すると、「ああいう人たちは、ガスの火をつけたことがないんです」と言う。これには絶句した。つまり親が基本的な生活能力を教えていないのだ。子どもの教育に熱心な親は、勉強もさせるが、一方で体力づくりや食育にも熱心だ。しかし子どもに無関心な親は、子どもがゲーム漬けだろうとスナック菓子を食べすぎだろうと、どうでもいい。さらにひどい親になると、レトルトカレーを温めないでそのまま食べたりしているという。このような環境に育てば、食に関する知識も興味もなくなって当然だ。

したがって、育ち盛りの子どもがいるのに、「最近、手作りの料理が食卓に並ばなくなったな」という家庭は要注意である。
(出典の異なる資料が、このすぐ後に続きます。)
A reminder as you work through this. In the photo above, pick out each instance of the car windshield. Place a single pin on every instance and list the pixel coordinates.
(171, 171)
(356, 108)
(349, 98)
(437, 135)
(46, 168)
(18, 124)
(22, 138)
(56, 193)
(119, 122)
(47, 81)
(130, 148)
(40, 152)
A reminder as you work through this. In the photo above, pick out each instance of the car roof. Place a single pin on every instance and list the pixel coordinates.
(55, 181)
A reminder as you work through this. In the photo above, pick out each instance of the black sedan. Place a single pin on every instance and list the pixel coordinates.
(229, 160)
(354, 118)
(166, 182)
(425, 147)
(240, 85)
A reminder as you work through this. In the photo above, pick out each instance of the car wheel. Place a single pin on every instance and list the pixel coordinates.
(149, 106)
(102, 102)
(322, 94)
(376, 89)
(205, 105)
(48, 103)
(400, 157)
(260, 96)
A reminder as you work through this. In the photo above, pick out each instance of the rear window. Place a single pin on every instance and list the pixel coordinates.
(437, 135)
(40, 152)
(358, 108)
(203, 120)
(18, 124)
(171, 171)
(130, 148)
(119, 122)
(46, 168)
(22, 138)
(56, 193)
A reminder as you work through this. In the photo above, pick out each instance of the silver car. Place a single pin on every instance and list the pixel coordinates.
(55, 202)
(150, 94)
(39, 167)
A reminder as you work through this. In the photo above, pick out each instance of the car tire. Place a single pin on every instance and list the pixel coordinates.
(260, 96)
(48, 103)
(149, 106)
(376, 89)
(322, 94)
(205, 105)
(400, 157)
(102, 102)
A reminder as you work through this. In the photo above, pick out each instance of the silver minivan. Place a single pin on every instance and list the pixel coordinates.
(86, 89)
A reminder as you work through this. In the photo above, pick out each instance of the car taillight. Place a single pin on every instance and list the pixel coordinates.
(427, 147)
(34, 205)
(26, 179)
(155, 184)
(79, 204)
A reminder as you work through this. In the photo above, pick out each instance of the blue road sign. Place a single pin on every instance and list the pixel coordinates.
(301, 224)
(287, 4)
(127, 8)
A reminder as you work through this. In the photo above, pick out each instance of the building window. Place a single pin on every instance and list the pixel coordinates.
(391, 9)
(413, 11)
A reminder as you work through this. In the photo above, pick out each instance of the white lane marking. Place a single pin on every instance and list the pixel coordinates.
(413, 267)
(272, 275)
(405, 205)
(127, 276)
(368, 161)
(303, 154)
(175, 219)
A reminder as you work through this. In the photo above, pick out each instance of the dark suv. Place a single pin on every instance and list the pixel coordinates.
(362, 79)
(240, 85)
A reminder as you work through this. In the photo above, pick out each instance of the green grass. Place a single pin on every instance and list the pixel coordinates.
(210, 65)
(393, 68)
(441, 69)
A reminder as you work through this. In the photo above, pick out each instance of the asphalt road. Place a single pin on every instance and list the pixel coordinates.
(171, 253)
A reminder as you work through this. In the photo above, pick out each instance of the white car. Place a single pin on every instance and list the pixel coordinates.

母親ができないなら、父親が台所に立って料理のイロハを実践してみせる必要があるだろう。

私自身、毎朝必ず家族のために朝食を作っている。もっとも、ごはんと味噌汁、プラス1品程度だが……。それでも、自宅で素材から料理を作るということは、大げさに言えば下流に転落することを防ぐ、あるいは下流から脱出するための「階級闘争」の手段なのである。

実際、冷蔵庫にある材料で手早くおいしいものを作ろうと思ったら、計画性や応用力が必要だ。これは仕事も同じだろう。限られた時間や予算のなかで、ある程度の結果を出さねばならないのだから。

しかし下流の人たちは、この種のちょっとした準備や段取りをするのが苦手だ。

以前、私のところに「下流3人組」のようなアルバイト学生が来ていた。彼らは美大生で、パソコンを使ってデザインをするからCD-ROMを大量に使う。 私なら残り2~3枚になったところで20枚パックを買い足すけれど、彼らは最後の1枚がなくなるまで、補充するという発想がない。結局、夜中にドン・キホーテまでタクシーを飛ばすようなことをしているのだ。つまり、目的合理的に「こうなったら、ああなる」と予測して行動することができないのである。

下流が太る原因のもうひとつは、知識の欠如だ。

たとえば食品パッケージの裏に印刷してある成分表やカロリー表示を読んだことのある人は少ないのではないか。たとえ下流といえども、「こういうものは体に悪い」という認識があれば、食べるのを控えるかもしれない。しかしそれを阻むのがテレビだ。彼らは民放テレビをよく見ているが、テレビ局にとって食品会社は大事なスポンサーのひとつだから、あまり都合の悪い情報は流さない。その代わり、食欲を刺激するようなコマーシャルを四六時ちゅう流している。